Por Denise Fernandes
Um dia o Lucas, meu
segundo filho, perguntou sobre como nasciam os bebês. Nós estávamos voltando da
escola e pedi que ele esperasse até chegar em casa que eu ia contar direitinho,
mostrando algumas fotos para ele. Quando chegamos, peguei uma foto minha,
barriguda, e expliquei que ele havia ficado um período dentro da minha barriga.
Ele ficou horrorizado:
- Credo, você me enguliu,
mãe!!! Eu podia ter morrido!!
Expliquei que não era
assim, e que também ele não havia saído pela minha boca, hipótese que ele teceu
ao se descobrir dentro da minha barriga. Quando contei o percurso que ele
realmente trilhou num parto normal, ele ficou enlouquecido:
- Que nojo, mãe! Que nojo!!
Fiquei mais que sem graça.
Não podia imaginar essa reação toda do Lucas. Ele realmente ficou bravo e mal-humorado
comigo um tempo. Ainda bem que passou porque não dá para imaginar impotência
maior do que a minha. Quase sempre a realidade nos limita e o amor do Lucas é
dos que mais me interessa na vida. O Lucas nasceu assim: foi se formando uma
rede de acontecimentos. Eu não estava sozinha. A maior loucura é me sentir só,
no meio de solidão nenhuma. O Lucas chorou muito depois que nasceu, enquanto
ficamos no hospital. Não sei se contei isso a ele. E só sossegou quando
chegamos em casa. Nossa cachorra latia muito. O Lucas não se incomodava com o
latido alto dela, dormia como um anjo.
Outro dia o Cauê, meu
neto, veio me pedir um cobertor para brincar na rua de mendigo. Aqui na vila o
que as crianças mais gostam de brincar é de situações fantasiosas na rua.

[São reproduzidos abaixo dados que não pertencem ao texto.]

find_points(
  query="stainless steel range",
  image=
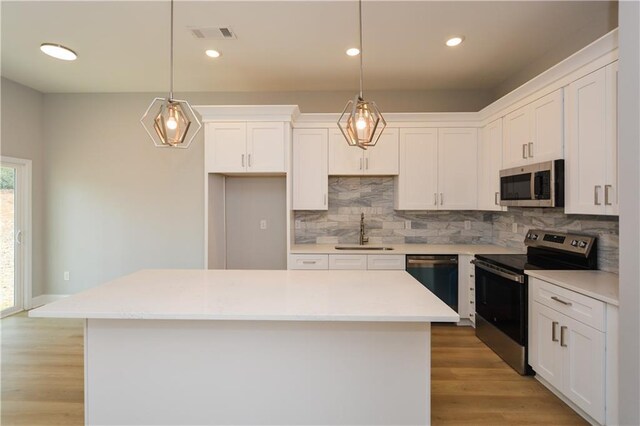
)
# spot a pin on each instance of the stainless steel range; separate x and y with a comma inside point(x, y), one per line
point(502, 291)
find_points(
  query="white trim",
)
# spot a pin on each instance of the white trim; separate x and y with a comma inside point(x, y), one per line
point(45, 299)
point(211, 113)
point(23, 197)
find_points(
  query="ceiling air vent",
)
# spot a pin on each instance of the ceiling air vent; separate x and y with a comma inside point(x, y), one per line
point(213, 33)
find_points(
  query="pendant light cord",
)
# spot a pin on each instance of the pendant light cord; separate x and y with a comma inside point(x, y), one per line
point(361, 53)
point(171, 57)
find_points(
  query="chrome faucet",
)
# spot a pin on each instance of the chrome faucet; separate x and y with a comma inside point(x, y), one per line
point(363, 239)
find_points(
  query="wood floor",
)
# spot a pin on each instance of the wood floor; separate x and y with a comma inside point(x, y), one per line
point(42, 379)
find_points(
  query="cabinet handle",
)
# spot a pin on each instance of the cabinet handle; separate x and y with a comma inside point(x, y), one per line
point(561, 301)
point(554, 338)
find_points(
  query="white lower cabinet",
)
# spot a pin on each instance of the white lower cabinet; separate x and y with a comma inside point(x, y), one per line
point(568, 354)
point(308, 261)
point(348, 261)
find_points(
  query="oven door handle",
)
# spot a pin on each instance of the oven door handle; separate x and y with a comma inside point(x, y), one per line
point(498, 271)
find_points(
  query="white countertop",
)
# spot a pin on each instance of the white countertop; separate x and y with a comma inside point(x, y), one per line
point(599, 285)
point(391, 296)
point(469, 249)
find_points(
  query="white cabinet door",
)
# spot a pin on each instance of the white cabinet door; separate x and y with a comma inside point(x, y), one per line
point(489, 166)
point(547, 127)
point(310, 179)
point(457, 169)
point(417, 183)
point(611, 142)
point(585, 162)
point(517, 131)
point(545, 355)
point(266, 147)
point(534, 133)
point(343, 158)
point(225, 147)
point(382, 159)
point(584, 367)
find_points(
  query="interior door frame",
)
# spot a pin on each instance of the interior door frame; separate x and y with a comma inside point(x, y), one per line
point(23, 267)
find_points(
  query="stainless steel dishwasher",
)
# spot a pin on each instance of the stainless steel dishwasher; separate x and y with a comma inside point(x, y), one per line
point(438, 273)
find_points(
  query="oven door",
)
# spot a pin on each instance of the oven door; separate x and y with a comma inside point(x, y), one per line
point(501, 300)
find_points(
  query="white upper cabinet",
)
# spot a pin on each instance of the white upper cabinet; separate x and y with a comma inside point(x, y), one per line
point(310, 178)
point(489, 166)
point(438, 169)
point(591, 161)
point(381, 159)
point(457, 169)
point(534, 132)
point(417, 181)
point(241, 147)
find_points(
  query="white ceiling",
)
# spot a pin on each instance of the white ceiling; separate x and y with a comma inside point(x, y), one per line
point(123, 46)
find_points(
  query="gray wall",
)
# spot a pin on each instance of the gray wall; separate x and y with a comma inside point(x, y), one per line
point(115, 203)
point(22, 137)
point(563, 49)
point(248, 200)
point(350, 196)
point(629, 159)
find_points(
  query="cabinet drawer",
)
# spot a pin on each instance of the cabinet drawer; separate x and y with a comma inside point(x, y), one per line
point(582, 308)
point(347, 261)
point(308, 261)
point(386, 261)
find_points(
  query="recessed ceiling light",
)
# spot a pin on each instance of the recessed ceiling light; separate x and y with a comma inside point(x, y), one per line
point(58, 51)
point(454, 41)
point(354, 51)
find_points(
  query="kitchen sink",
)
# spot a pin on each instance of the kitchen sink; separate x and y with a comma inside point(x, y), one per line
point(362, 248)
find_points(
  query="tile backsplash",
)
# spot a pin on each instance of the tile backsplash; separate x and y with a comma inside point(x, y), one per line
point(373, 196)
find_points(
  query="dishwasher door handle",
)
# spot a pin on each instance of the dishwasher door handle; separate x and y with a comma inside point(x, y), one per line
point(431, 262)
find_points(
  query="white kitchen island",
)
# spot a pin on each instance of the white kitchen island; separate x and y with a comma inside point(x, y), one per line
point(256, 347)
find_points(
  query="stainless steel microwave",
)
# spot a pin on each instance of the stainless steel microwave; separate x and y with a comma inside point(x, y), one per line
point(534, 185)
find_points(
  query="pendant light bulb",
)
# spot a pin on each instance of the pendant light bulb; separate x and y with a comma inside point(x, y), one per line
point(361, 122)
point(170, 122)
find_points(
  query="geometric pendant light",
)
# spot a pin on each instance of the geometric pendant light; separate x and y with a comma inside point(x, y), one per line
point(361, 121)
point(170, 122)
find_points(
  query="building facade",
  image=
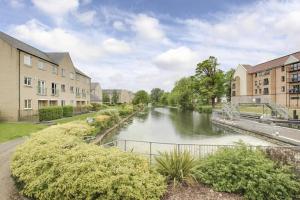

Emprestei um cobertor azul, que é fácil de lavar, e o Cauê foi feliz brincar de
mendigo. Esse acontecimento me levou a muitas reflexões. Uma das mais
insistentes é que eu brincava de ser médica, de ser rainha, princesa,
jornalista, radialista, bailarina, papai e mamãe, professora, lobo. Não me
recordo de ter algum dia brincado de ser mendiga. Sinal dos tempos: há mais
pessoas morando na rua do que quando eu era criança, quarenta anos atrás. Sinal
dos ventos: as crianças nos ensinam a realidade.
Têm dias que quero pensar
que nada do que era importante sofreu qualquer alteração, mas sei lá. Hoje
passei onde estava o novo morador de rua da minha rua e ele havia se mandado,
deixando um cobertor porcaria molhado para trás. Onde ele estava dormindo não
havia cobertura de chuva. Quando eu era criança, não era comum ver pessoas
morando na rua, mas a favela era tão favela quanto hoje.
Já
tive dois sonhos com o Batman. Ele foi um herói forte da minha infância.
Adorava aqueles escritos, ajudando a dar o impacto dos socos. Adorava ele não
matar ninguém. Agora sonho com o Batman porque tenho medo, sinto a necessidade
dele. Porque não amadureci como devia. Sou como uma árvore que entortou em
busca da luz. E a memória do Lucas tão pequeno, enfurecido comigo, me comove.
Aguardo novo pedido do Cauê: será que ele vai querer brincar de manifestação
política na Paulista, Virada Cultural ou Parada Gay? Aguardo.